The Daily Beast is reporting that the supposedly independent hacker who went under the name “Guccifer 2.0,” was actually “an officer of Russia’s military intelligence directorate (GRU).” The whole Guccifer persona was created soon after Russia was identified as the force behind the thefts of DNC data in an attempt to provide cover to the state-sponsored actions.
Guccifer famously pretended to be a “lone hacker” who perpetrated the digital DNC break-in. From the outset, few believed it. … Based on forensic clues in some of Guccifer’s leaks, and other evidence, a consensus quickly formed among security experts that Guccifer was completely notional.
But while it was obvious to anyone who spent a moment looking into the affair, some Republicans were too anxious to get at the stolen goods to be bothered by who had done the stealing. In Florida,, Republican consultant Aaron Nevins jumped right in and offered to help Guccifer.
Learning that hacker “Guccifer 2.0” had tapped into a Democratic committee that helps House candidates, Mr. Nevins wrote to the hacker to say: “Feel free to send any Florida based information.”

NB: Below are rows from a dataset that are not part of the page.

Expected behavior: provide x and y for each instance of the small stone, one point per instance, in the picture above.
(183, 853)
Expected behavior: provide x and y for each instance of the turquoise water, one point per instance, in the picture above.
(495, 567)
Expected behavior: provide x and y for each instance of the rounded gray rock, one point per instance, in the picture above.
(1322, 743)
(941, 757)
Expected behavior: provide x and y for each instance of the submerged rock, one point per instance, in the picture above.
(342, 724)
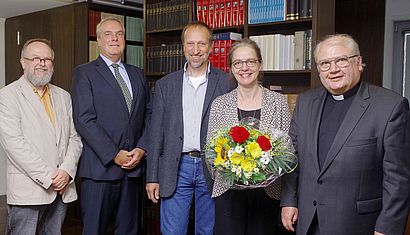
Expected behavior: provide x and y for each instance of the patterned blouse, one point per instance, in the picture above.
(274, 115)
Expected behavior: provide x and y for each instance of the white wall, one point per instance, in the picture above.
(396, 10)
(2, 82)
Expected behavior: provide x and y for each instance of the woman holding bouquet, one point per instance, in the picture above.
(247, 210)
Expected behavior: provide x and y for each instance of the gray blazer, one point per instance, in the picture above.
(274, 115)
(167, 126)
(364, 184)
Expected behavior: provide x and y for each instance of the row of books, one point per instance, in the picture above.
(135, 55)
(220, 13)
(134, 29)
(221, 44)
(167, 15)
(134, 26)
(165, 58)
(262, 11)
(285, 52)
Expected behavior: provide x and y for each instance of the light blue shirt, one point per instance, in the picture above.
(122, 70)
(192, 105)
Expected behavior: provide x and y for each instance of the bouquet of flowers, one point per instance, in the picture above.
(246, 157)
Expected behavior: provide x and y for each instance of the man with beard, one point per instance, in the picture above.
(179, 124)
(41, 144)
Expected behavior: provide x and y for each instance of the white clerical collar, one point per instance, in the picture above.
(338, 97)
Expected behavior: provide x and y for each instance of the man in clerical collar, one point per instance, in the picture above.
(41, 145)
(352, 141)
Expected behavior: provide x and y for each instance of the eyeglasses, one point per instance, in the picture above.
(249, 62)
(341, 62)
(200, 45)
(38, 60)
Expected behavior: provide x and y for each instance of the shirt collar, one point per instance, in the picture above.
(186, 68)
(109, 62)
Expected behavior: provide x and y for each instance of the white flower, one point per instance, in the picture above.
(239, 149)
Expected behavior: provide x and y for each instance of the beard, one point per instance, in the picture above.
(39, 81)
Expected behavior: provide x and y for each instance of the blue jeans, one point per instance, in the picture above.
(25, 219)
(174, 210)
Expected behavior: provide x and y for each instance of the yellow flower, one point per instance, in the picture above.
(248, 165)
(236, 158)
(254, 150)
(219, 161)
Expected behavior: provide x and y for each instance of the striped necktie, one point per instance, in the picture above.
(125, 92)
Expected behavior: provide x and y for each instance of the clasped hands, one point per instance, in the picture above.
(60, 180)
(129, 159)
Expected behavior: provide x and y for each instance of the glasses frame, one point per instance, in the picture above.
(39, 60)
(240, 65)
(334, 60)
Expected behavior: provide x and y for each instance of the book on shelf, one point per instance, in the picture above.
(292, 9)
(227, 36)
(221, 13)
(285, 52)
(292, 100)
(165, 58)
(261, 11)
(93, 52)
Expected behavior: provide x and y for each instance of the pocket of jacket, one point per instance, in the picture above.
(361, 141)
(369, 206)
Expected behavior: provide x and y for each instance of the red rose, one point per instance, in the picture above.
(264, 143)
(239, 134)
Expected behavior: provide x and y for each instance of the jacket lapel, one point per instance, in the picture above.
(353, 116)
(178, 87)
(106, 73)
(135, 85)
(34, 101)
(315, 117)
(210, 90)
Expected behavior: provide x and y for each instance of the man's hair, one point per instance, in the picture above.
(98, 31)
(245, 42)
(42, 40)
(196, 24)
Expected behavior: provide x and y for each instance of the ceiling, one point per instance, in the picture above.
(10, 8)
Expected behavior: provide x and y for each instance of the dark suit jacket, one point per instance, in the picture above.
(364, 183)
(167, 126)
(102, 119)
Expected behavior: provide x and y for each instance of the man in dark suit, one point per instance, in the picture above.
(111, 106)
(352, 140)
(179, 124)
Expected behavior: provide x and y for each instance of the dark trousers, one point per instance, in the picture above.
(105, 201)
(246, 212)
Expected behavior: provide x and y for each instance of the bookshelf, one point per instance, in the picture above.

Note that at this point, Nevins knows the information is stolen. But that doesn’t slow him down at all. And Nevins doesn’t just accept the information. Doesn’t just look through it to see what’s been found. He actively talks back and forth with the Russian intelligence officer, pointing out to him the most valuable items in the massive theft.
That included helping Russian intelligence identify Democratic voter turnout models. And it included sending the whole analysis to Trump adviser, Roger Stone.
Nevins was not a political outsider or amateur. He also didn’t keep his communications with Guccifer a secret. Far from it. Instead he shared his analysis with other consultants and with Republican campaigns.
Nevins, 36, is well known in political circles in South Florida. He has two companies, Chelsea Road Consulting and Painted Dog Productions. Nevins was the chief of staff for Ellyn Bogdanoff when she was a Republican state senator and state representatives. He is also the son of former Sun Sentinel political columnist Buddy Nevins.
He worked through the documents that Guccifer sent his way, talking to the Russians as he went, providing commentary on the relative value of different documents, complaining when things were out of date, encouraging the Russians to send more.
There was all sorts of information, including analyses of data about places and kinds of people that Democrats figured were their biggest sources of voters who could be persuaded to vote their way. And there was also research that revealed what the Democrats saw as vulnerabilities of their own candidates.
When Nevins found this voter analysis, he realized he had a treasure trove. It explained everything from the Democratic get out the vote plan, to the raw numbers from Democratic internal polls. So Nevins did what any Trump-supporting American would do when discussing stolen documents with a Russian intelligence officer.
More impressed after studying the voter-turnout models, Mr. Nevins told the hacker, “Basically if this was a war, this is the map to where all the troops are deployed.”
At another point, he told the hacker, “This is probably worth millions of dollars.”
That Nevins was likely dealing with Russian intelligence to help them defeat an American candidate may be confirmed now, but Nevins suspected it even then. After all, he certainly knew that he was helping a thief with stolen data. He wasn’t going to stop a little thing like aiding and abetting a foreign intelligence agency in corrupting an American election get in his way.
He isn’t convinced the Russians were behind it, Mr. Nevins said, but even if they were, it doesn’t matter to him because the agenda of the hackers seemed to match his own.
“If your interests align,” he said, “never shut any doors in politics.”
Nevins wrote up a report on what he saw in Guccifer’s information and posted it on his blog. The Russians liked his analysis so much, that they sent along a link — when they sent the whole thing to Roger Stone. Nevins sent the information to other Republican officials, and his analysis was used to provide an edge for Republicans in Florida.
Aaron Nevins was one of the witnesses that Adam Schiff had asked to testify before the House Intelligence Committee. Republicans blocked his appearance.
If you want a definitive example of what conspiracy to defraud the United States by engaging in political activity with a foreign national without first registering with the Attorney General for the purpose of imposing undue foreign influence on a US election — otherwise known as colluding with the Russians — it would hard to be more blatant than Aaron Nevins.